Sonata & Rondo Forms
Updated: 2026-07-04On a larger scale than binary and ternary forms, classical music has two important forms: sonata and rondo.
Key takeaways
- Sonata form has three parts: exposition – development – recapitulation.
- In the exposition, theme 2 is in a contrasting key; in the recapitulation it returns in the tonic.
- That's a "departure and return" of key at the level of the whole movement.
- Rondo form is built on an A theme that keeps returning (always in the tonic), alternating with contrasting episodes.
- Rondo schemes: five-part A–B–A–C–A, and seven-part / sonata-rondo A–B–A–C–A–B–A.
How does sonata form work?
Sonata form is a three-part frame — exposition, development, recapitulation — that shapes countless Classical-era first movements.
Sonata form is the structure of countless first movements from the Classical era, with three main parts:
- Exposition: introduces theme 1 in the tonic key, a transition, then theme 2 in a contrasting key (usually the dominant or relative major), closing with a closing theme.

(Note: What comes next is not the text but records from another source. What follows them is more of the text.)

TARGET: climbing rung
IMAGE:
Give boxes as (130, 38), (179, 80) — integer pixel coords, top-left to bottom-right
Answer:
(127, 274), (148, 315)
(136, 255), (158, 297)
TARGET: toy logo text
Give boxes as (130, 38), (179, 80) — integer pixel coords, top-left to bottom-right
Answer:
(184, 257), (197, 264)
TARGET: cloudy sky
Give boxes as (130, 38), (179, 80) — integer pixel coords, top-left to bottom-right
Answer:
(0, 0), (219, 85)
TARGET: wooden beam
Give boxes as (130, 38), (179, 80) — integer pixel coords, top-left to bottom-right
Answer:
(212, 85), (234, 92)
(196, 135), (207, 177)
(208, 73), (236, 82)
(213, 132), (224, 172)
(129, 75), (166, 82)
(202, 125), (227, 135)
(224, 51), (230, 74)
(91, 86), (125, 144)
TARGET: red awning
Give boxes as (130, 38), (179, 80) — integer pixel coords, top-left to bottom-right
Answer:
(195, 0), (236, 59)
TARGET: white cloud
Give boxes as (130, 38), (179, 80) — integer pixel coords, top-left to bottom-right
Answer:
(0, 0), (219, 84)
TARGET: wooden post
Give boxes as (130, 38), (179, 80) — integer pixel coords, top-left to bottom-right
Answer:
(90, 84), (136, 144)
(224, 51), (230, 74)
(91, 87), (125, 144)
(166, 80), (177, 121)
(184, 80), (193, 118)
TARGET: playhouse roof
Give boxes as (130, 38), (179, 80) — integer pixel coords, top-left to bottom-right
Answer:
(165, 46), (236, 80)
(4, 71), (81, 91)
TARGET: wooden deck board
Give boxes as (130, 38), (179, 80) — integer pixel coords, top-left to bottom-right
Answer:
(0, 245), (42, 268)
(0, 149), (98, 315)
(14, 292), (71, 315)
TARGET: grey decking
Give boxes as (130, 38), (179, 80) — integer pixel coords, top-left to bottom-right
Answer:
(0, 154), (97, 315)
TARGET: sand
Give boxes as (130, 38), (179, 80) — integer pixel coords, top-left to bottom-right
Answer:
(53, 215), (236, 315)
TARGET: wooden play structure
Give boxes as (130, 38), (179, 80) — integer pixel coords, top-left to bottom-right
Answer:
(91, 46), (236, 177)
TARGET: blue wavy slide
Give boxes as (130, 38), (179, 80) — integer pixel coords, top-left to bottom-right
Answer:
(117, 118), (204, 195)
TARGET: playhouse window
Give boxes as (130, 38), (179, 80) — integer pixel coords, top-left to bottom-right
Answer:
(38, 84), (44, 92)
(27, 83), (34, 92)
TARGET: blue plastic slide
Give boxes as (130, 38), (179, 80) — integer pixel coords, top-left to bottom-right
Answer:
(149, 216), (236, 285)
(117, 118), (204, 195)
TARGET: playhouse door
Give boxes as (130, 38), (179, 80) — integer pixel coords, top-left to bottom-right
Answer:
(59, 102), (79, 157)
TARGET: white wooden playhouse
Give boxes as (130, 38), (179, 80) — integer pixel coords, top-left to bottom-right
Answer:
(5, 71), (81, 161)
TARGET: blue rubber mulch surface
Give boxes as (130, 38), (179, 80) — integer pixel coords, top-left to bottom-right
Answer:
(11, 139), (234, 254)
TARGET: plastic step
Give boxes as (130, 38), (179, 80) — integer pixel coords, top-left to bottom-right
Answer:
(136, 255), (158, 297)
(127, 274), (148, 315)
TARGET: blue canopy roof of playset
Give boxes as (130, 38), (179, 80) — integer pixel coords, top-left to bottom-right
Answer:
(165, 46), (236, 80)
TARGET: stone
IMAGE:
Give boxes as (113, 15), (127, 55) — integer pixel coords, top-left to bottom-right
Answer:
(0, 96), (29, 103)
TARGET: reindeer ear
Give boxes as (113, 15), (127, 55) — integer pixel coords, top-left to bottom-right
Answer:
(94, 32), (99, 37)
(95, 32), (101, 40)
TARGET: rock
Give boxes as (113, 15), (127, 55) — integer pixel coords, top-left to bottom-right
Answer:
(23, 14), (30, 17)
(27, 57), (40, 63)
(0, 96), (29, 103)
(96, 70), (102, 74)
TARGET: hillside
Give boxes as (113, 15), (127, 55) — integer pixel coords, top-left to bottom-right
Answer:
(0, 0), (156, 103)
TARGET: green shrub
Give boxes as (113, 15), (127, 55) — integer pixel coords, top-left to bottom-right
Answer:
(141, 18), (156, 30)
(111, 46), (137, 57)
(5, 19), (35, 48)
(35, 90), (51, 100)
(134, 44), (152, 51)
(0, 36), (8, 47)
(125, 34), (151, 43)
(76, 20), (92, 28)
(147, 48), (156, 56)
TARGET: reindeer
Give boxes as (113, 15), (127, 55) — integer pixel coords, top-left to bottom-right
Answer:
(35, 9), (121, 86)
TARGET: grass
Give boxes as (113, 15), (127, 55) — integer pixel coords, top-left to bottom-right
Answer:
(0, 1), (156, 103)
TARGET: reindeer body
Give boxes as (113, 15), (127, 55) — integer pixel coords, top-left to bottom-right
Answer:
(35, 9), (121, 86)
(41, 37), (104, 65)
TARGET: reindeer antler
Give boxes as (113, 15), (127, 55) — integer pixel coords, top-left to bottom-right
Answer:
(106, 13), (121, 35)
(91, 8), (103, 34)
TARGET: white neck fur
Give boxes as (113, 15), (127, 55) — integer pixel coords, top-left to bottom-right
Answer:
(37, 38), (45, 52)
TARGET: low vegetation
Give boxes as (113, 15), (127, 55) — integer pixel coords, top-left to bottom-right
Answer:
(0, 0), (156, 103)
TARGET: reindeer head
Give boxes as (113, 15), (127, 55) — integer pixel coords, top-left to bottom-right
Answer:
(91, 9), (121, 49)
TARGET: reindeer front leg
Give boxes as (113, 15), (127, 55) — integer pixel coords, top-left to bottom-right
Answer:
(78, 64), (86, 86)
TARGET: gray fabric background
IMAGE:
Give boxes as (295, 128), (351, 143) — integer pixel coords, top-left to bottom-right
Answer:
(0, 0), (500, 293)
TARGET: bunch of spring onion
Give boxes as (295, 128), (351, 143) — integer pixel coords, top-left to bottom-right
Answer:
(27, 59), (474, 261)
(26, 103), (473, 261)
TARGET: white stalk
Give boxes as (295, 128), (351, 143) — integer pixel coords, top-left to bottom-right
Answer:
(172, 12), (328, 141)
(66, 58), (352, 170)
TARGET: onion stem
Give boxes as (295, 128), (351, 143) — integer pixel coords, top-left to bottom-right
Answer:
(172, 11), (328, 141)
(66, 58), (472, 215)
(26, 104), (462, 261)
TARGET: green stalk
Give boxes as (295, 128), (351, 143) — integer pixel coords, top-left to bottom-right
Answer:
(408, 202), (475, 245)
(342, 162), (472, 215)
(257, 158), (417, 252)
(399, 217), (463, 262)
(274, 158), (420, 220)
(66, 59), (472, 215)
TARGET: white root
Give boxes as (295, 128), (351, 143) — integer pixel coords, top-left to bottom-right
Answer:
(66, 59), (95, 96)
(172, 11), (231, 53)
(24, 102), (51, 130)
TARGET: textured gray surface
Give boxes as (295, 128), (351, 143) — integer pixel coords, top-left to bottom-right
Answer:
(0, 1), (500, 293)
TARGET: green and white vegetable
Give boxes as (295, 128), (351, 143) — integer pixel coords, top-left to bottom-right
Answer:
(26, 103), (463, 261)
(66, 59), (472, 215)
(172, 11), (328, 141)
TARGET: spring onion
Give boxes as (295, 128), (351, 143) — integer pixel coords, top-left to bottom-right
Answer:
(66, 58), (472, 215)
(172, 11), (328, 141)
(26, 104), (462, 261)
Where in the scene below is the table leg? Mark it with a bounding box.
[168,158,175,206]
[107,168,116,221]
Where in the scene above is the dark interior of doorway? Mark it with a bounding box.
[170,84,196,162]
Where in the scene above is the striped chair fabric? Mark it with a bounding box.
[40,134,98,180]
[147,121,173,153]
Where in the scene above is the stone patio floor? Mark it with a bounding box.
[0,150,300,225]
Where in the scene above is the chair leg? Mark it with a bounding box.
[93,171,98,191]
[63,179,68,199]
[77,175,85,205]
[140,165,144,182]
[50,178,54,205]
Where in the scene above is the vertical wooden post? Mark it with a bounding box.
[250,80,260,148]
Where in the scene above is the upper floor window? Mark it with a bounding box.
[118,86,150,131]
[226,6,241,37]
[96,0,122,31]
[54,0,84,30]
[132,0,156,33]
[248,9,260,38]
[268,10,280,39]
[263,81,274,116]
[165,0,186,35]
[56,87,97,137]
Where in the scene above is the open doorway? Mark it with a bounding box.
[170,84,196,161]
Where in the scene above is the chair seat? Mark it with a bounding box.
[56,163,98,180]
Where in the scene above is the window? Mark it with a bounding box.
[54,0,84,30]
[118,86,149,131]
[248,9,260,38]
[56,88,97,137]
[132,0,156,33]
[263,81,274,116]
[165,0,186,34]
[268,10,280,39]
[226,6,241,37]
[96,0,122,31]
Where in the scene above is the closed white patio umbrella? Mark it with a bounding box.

- Development: fragments, transforms, and modulates the themes — the most unstable and dramatic part.
- Recapitulation: the themes return, but now theme 2 is in the tonic, resolving the earlier key tension.
Many works add an introduction and a coda. Broadly, these parts fulfill structural functions: stating the ideas, developing them, then recapitulating them — a "departure and return" at the level of the whole movement.
How is rondo form built?
Rondo takes a refrain theme, A, that keeps returning in the tonic, alternating with contrasting episodes.
Rondo form is based on a rondo theme (refrain, A) that keeps returning, alternating with contrasting episodes:
- Five-part rondo: A – B – A – C – A
- Seven-part / sonata-rondo: A – B – A – C – A – B – A
The rondo theme always returns in the tonic each time. In character, rondos are typically lively and playful, which is why they are often used as the final movement of a sonata or symphony.
See Binary & Ternary Forms for smaller forms, and Melodic Analysis for how themes are developed.
Frequently asked questions
What's the biggest difference between the exposition and the recapitulation? It's the key of theme 2: in the exposition it's in a contrasting key (usually the dominant or relative major), while in the recapitulation it returns in the tonic, which resolves the key tension.
How does a rondo differ from a sonata-rondo? A five-part rondo follows A–B–A–C–A, while a sonata-rondo (seven-part rondo) is A–B–A–C–A–B–A — the contrasting B returns near the end, blending the rondo's repetition with sonata form's key balance.
Why is rondo so often used as a final movement? Its lively, playful character and catchy, recurring theme make it a light, upbeat close for a sonata or symphony.